Berlin police Thursday prepared for a crowd of a million expected to turn up to hear Barack Obama’s speech. While they felt fit to fend off unfriendly behavior, German enthusiasm for the US senator kept them guessing.
Mass rally at Victory Column: Will Obama fill the Square?
Bunches of air balloons bearing the image of Barrack Obama have been pinned to the lampposts along the June 17 boulevard. The lawn in the neighboring Tiergarten park has been freshly mowed, and two giant video screens have been set up to give latecomers a chance to catch a glimpse of the political superstar.
"It was not an easy task to match our security concerns with Obama's wish for an open event where people can enjoy freedom of movement," said Berlin police spokesman Bernhard Schodrowski. Therefore, maximum security precautions are only taken within a circle of 250 meters (820 feet) around the Victory Column – the venue of Barack Obama's speech. This area is fenced off and people are not allowed to carry large bags and posters.
Change – Yes he can
Police advised that spectators seeking to get close to the Democratic senator had to arrive at least three hours early. Yet, while waiting they can indulge in pizza, bratwurst and beverages in one of the two dozen fast-food stalls lining the two-mile long boulevard. There are also life performances of German pop band Reamonn and Reggea singer Patrice.
"Obama stands for a new era in politics," he said. "He is someone who can change the world."
Stefan Schiller, a Berliner who watched the senator's motorcade drive by on this Thursday morning, hopes that Barrack Obama is able to put German-American relations on a better footing.

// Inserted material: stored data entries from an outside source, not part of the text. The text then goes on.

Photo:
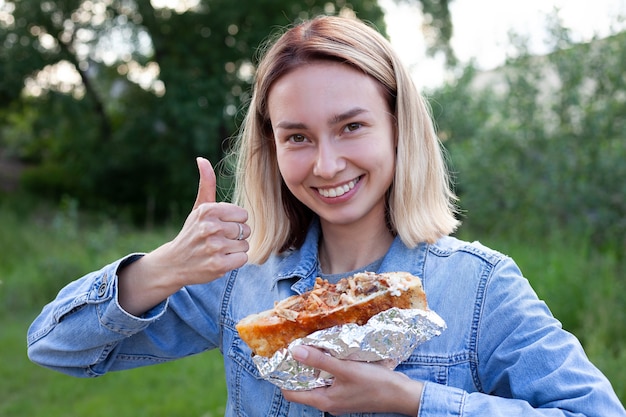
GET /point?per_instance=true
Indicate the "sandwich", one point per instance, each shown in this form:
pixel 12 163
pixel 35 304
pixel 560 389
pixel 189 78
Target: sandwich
pixel 351 300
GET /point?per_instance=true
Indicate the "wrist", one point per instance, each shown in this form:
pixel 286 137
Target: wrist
pixel 143 284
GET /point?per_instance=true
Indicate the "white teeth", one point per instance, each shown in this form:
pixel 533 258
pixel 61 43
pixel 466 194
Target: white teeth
pixel 337 191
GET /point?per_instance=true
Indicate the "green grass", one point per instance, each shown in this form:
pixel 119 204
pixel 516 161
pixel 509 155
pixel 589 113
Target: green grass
pixel 191 387
pixel 42 250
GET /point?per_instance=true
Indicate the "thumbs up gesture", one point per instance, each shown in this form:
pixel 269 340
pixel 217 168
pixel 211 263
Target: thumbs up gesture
pixel 213 238
pixel 211 242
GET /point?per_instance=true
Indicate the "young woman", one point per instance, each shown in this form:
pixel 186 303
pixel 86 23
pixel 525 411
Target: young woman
pixel 339 171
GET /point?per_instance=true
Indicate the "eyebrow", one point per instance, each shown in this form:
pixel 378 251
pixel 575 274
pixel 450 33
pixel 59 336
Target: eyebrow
pixel 333 120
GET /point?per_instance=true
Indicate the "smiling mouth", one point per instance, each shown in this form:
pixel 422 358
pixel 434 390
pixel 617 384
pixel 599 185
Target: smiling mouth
pixel 338 191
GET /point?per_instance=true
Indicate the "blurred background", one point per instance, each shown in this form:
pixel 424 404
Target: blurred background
pixel 104 105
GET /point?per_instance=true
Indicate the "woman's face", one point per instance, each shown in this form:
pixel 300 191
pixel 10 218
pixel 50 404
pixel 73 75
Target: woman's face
pixel 335 143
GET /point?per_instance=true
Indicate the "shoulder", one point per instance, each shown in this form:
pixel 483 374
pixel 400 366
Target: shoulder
pixel 449 246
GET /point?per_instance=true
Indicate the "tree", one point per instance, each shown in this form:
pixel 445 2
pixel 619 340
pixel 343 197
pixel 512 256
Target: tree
pixel 112 140
pixel 438 28
pixel 540 144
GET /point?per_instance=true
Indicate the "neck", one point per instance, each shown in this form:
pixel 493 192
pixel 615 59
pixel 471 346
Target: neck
pixel 343 249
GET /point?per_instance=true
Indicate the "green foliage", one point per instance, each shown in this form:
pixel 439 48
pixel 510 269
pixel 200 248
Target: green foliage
pixel 583 287
pixel 108 142
pixel 542 142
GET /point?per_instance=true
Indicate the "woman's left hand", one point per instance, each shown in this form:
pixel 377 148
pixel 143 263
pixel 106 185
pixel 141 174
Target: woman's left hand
pixel 357 386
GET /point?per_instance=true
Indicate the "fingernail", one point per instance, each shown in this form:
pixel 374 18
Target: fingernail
pixel 299 353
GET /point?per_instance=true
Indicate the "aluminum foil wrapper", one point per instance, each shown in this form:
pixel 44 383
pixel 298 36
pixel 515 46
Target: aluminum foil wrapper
pixel 388 338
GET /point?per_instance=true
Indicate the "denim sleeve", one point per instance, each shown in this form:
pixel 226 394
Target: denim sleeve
pixel 79 331
pixel 527 364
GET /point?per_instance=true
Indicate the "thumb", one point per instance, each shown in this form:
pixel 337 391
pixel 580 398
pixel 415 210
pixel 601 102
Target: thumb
pixel 206 188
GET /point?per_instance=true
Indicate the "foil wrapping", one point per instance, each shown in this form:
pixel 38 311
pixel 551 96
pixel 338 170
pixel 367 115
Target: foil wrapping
pixel 388 338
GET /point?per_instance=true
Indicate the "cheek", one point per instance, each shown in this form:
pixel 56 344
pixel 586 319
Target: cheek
pixel 293 167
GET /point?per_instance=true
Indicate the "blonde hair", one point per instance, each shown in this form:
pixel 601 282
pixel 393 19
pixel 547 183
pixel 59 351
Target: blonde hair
pixel 420 200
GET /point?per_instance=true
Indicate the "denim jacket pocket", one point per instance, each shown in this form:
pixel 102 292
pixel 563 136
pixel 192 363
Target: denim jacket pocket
pixel 436 368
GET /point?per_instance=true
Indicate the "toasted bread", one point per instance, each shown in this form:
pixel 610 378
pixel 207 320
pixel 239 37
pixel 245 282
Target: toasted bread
pixel 352 300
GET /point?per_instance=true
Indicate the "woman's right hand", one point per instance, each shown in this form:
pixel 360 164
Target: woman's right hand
pixel 211 242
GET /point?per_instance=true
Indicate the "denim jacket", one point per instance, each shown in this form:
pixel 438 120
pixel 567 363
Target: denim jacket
pixel 502 354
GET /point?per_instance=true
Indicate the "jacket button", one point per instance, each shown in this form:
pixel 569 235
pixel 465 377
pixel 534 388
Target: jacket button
pixel 102 289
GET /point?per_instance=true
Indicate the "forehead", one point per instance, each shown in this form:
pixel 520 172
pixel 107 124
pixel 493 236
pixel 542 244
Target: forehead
pixel 324 87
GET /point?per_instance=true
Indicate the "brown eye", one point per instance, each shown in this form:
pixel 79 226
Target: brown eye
pixel 351 127
pixel 297 138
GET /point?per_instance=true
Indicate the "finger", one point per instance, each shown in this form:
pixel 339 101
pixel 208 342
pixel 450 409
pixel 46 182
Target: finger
pixel 207 185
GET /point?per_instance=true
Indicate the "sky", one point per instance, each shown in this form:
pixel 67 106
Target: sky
pixel 481 29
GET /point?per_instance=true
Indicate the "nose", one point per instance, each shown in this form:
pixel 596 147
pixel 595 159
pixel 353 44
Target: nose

His wife, Doris, agreed.
"It was really sad to see how President Bush has fueled anti-American sentiments with his policy," she said. "We have so much to thank Americans for in this city."
Berlin – a city that matters for US policy
Barrack Obama's speech in Berlin is the only public address during his current tour of European countries. Observers say no other place on the continent has greater significance for American policy in Europe.
It was here where the United States and its World War Two allies defeated Adolf Hitler's Nazi regime, and where allied airplanes led by the United States rescued millions of Berliners from starvation during the Cold War Soviet blockade in 1948.
In the Footsteps of JFK
Will Obama capture Berliners like JFK?
Germany's leading mass circulation Bild newspaper last week already compared Obama's Berlin trip to a visit made by late US president John F. Kennedy in 1963. At the time JFK plunged the city into a similar frenzy by proclaiming "Ich bin ein Berliner" or "I'm a Berliner." He made this statement to assure Berliner's of America's unflinching support after communist East Berlin had built the Berlin Wall shortly before.
John Kornblum, a former United States ambassador to Germany, warned the Democrat senator against using the German language for rhetoric stunts.
"I strongly advice him not to even try and do that," Kornblum said on Thursday on German television. "It's too difficult to find the right message in our times. After all, Berlin is no longer a beleaguered city."
Some 67 percent of Germans want Barrack Obama to become the next US president, a recent opinion poll said. They say he represents change both in transatlantic relations and in world politics. A majority of Germans could even fancy him being chancellor of Germany.
Robert Powell, an American who lives in Berlin said Obama had qualities that made it easier for him to get along with foreigners.
"He spent parts of his childhood in Indonesia, and there he has learned to adapt to people with different backgrounds," he said.